Our integrand becomes
2*(1/sqrt(4 - 4u^2)) du
Factor out 4 in the square root and then take the square root, you get
The 2s in the numerator and denominator will reduce leaving
1/(sqrt(1 - u^2)) du.
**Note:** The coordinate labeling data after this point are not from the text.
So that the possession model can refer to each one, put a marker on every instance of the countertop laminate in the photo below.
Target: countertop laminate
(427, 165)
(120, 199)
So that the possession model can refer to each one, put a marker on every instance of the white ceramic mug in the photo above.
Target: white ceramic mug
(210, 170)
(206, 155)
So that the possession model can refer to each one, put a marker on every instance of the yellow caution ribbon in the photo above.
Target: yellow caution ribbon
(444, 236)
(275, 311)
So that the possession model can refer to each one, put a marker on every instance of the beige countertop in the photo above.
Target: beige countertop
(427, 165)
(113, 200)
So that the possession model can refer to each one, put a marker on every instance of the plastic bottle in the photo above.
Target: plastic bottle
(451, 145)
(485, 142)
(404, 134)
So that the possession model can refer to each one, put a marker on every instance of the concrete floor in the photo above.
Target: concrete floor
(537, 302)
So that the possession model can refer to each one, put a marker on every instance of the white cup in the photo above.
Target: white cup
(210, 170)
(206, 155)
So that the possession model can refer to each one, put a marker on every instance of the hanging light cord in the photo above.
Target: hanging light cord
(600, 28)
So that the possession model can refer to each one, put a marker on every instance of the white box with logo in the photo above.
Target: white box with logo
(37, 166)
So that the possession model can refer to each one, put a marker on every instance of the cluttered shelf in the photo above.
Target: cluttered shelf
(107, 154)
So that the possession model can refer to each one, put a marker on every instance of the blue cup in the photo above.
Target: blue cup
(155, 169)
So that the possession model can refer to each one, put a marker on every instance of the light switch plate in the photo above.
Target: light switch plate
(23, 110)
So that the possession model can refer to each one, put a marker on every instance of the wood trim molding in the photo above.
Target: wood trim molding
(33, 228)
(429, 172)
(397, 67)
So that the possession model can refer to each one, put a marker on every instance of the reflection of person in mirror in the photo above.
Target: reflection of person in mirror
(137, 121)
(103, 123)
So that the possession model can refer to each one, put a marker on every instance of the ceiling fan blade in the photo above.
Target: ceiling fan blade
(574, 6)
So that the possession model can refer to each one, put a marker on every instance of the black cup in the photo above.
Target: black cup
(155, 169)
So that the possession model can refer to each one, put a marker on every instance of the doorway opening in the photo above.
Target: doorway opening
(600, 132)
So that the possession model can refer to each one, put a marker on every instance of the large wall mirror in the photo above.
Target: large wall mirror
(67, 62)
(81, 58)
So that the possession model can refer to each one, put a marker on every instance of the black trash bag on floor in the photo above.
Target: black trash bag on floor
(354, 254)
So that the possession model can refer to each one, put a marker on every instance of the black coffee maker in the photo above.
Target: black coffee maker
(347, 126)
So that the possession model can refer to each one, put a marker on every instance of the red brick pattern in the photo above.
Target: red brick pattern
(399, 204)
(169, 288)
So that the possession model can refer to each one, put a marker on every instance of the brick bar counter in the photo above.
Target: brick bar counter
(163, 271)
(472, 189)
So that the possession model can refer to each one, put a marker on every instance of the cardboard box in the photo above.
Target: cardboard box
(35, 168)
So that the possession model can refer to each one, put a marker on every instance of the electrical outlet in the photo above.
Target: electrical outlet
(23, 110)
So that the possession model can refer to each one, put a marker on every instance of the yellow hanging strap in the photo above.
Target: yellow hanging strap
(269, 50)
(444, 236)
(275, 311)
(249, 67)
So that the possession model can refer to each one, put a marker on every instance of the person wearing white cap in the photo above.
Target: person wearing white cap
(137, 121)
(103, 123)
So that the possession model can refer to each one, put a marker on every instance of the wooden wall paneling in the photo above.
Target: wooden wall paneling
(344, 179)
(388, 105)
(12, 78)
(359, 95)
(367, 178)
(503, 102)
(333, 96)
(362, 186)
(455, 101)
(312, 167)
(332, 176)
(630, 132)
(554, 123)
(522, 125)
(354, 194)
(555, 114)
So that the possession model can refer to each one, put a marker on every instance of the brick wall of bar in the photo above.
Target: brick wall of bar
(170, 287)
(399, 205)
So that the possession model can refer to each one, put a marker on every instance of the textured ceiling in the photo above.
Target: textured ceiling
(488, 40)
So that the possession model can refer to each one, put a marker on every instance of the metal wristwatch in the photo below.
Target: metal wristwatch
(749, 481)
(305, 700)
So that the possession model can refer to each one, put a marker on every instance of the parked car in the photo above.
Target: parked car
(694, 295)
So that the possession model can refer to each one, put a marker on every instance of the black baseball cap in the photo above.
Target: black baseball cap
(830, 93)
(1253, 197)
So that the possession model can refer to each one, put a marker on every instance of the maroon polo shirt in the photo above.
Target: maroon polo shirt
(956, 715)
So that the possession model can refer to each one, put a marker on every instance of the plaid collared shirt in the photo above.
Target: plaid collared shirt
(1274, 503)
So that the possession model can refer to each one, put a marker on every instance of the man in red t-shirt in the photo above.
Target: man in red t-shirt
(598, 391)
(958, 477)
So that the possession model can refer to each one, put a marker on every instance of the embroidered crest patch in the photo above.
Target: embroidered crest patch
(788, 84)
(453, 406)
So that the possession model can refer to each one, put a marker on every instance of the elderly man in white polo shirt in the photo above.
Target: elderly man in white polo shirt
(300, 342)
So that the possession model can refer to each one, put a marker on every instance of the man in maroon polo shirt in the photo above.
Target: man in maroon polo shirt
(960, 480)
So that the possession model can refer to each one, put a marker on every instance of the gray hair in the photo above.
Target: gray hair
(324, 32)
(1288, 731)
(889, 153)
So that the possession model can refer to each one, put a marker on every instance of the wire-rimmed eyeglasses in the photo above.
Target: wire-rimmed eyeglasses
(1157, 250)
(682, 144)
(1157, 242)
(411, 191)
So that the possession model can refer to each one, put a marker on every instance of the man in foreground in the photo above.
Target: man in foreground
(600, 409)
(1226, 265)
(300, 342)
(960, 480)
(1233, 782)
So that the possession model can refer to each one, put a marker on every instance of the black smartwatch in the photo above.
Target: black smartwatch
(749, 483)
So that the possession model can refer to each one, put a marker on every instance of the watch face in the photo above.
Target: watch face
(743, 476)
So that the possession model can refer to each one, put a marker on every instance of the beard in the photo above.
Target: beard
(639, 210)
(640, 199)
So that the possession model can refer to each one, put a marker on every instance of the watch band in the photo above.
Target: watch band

The integral is arcsin(u) + 1.
Back-substituting yields: arcsin(y/2) + C
- 1 decade ago
sqrt (4 - y^2) = sqrt(4(1 - (y^2)/4)) = 2sqrt(1-(y/2)^2)
let (y/2) = sin(x)
dy = cos(x) dx
2sqrt(1-(y/2)^2) = 2sqrt(1-(sin(x))^2) = 2cos(x)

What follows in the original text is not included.